# Lizards > General Lizards >  What Lizards Do YOU Prefer? (POLL!)

## CoolioTiffany

Ok hopefully I can post a poll with this one if I'm not too slow LOL.  Anywho, I always see threads and polls dealing with snakes, and I never really see too much with lizards.  So, I want to see what lizards you guys prefer.  Here is a MULTIPLE CHOICE poll (I will also vote :Very Happy: )
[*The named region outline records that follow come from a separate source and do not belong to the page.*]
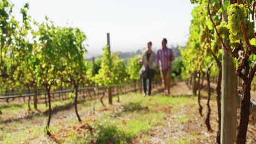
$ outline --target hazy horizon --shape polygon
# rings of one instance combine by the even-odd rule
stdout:
[[[110,33],[112,51],[130,52],[146,47],[151,41],[161,48],[163,38],[168,45],[184,46],[188,38],[190,1],[11,0],[14,15],[21,19],[20,9],[30,4],[28,14],[38,22],[45,15],[60,26],[78,27],[88,37],[86,57],[101,55]]]

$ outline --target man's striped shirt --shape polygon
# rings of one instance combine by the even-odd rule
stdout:
[[[175,58],[172,49],[166,48],[165,50],[158,50],[156,54],[156,67],[159,67],[159,60],[161,62],[162,70],[166,70],[168,67],[172,66],[172,62],[167,59],[166,56],[169,56],[172,61]]]

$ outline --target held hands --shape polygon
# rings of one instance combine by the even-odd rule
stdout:
[[[170,62],[173,61],[173,58],[171,58],[171,57],[170,57],[169,56],[166,55],[165,56],[166,57],[166,58],[168,61]]]

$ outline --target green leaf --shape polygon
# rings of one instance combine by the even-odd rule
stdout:
[[[228,7],[229,7],[229,1],[225,1],[223,3],[223,8],[224,9],[227,9]]]
[[[256,46],[256,39],[253,38],[250,40],[250,44]]]
[[[211,21],[210,19],[208,19],[206,22],[206,25],[207,25],[208,28],[209,28],[210,30],[213,29],[213,25],[212,25],[212,22]]]

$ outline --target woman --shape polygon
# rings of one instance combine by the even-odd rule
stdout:
[[[147,80],[148,79],[148,95],[151,95],[152,79],[155,75],[154,69],[154,63],[156,58],[155,53],[152,51],[152,43],[148,43],[148,50],[145,51],[142,54],[142,57],[140,59],[140,63],[143,64],[140,73],[143,79],[143,85],[144,88],[143,96],[147,94]]]

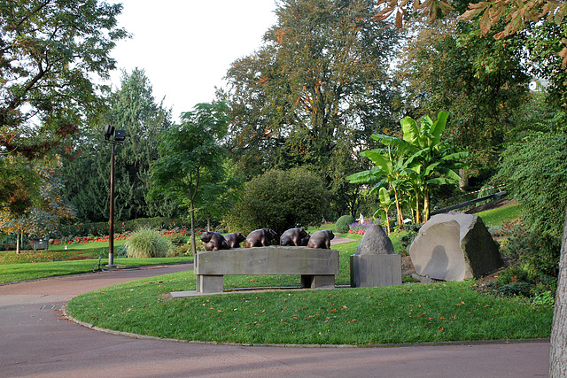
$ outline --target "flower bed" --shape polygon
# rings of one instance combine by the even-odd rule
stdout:
[[[126,234],[115,234],[114,241],[126,240],[132,233]],[[186,229],[178,229],[175,231],[159,231],[159,235],[163,236],[174,236],[176,235],[184,235],[187,234]],[[50,239],[50,245],[61,245],[61,244],[80,244],[83,243],[93,242],[108,242],[108,235],[106,236],[77,236],[77,237],[64,237],[62,239]]]
[[[380,223],[369,223],[369,222],[364,222],[364,223],[359,223],[359,222],[355,222],[355,223],[352,223],[349,227],[350,229],[348,230],[349,234],[358,234],[358,235],[364,235],[364,233],[366,232],[367,229],[370,228],[372,226],[376,226],[378,225]]]

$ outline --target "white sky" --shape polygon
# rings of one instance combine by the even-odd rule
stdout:
[[[214,99],[230,63],[252,54],[276,23],[274,0],[111,0],[122,3],[119,26],[132,38],[111,53],[121,69],[144,69],[156,102],[165,96],[177,121],[183,112]]]

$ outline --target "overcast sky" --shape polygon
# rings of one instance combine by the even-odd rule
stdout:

Also I wanna say by what lizards you prefer meaning what lizards are more likely something you'd keep in your collection.

----------


## temec

leopard geckos FTW

----------

_CoolioTiffany_ (11-23-2009)

----------


## Hulihzack

If i had to go with any lizard, it'd have to be cresteds and gargs

----------

_CoolioTiffany_ (11-23-2009)

----------


## blackcrystal22

Plated Lizards and Fire Skinks are awesome too.

----------

_CoolioTiffany_ (11-23-2009)

----------


## CoolioTiffany

> Plated Lizards and Fire Skinks are awesome too.


Fire Skinks would be in the Skink category :Very Happy: 

And the ones I listed were just off the top of my head, I should've researched more lizards before I listed.

----------


## CoolioTiffany

I hope a lot of people answer to this thread, I really wanna see all the results it can get to see what lizard people will most likely prefer.  So far I'm seeing Cresteds

----------


## bubblz

_Exactly what I have,...Tegus' .
_

----------

_CoolioTiffany_ (11-23-2009)

----------


## NathanV

Leos and Armadillo lizards are my favorite, i havent seen an armadillo lizard in years. that was my first herp

----------

_CoolioTiffany_ (11-23-2009)

----------


## 771subliminal

what bout all the cameleons??? they are one of my fav

----------

_CoolioTiffany_ (11-23-2009),_dc4teg_ (07-14-2010)

----------


## Michelle.C

How could you vote any other way than a Argentine Black and White Tegu? Just look at their adorable little faces.  :Very Happy:

----------


## Bunnygirl

My Schniders Skink was my First Lizard and he is awesome, even though he is wild caught he is still super friendly. My Panther Chameleon is my other favorite

----------

_CoolioTiffany_ (11-23-2009)

----------


## Matt94rocks

I chose other for gilla's or leachianus.

----------

_CoolioTiffany_ (11-23-2009)

----------


## GenePirate

You forgot my favorite lizards:  Philippine sailfin dragon, rainbow uromastyx, and the satanic leaftail gecko.  Also, I have a red iguana who is a beauty.  If I had more $$$ I would add an albino iguana and a Cayman Blue.

----------

_CoolioTiffany_ (11-23-2009)

----------


## Blu Mongoose

The rhino iguanas are my absolute favorite!

----------

_CoolioTiffany_ (11-23-2009)

----------


## CoolioTiffany

Wow I can't even believe I forgot about Chameleons!!  I should have put more thought into the lizards LOL.

----------


## Louie1

Horned lizards! (horny toads) Awesome little lizards! 13 species to choose from!

----------


## ballin

I got alot but my favorite has got to be  chameleons

----------


## merdcme

i love my basilisk's :Smile:

----------


## ballin

> Horned lizards! (horny toads) Awesome little lizards! 13 species to choose from!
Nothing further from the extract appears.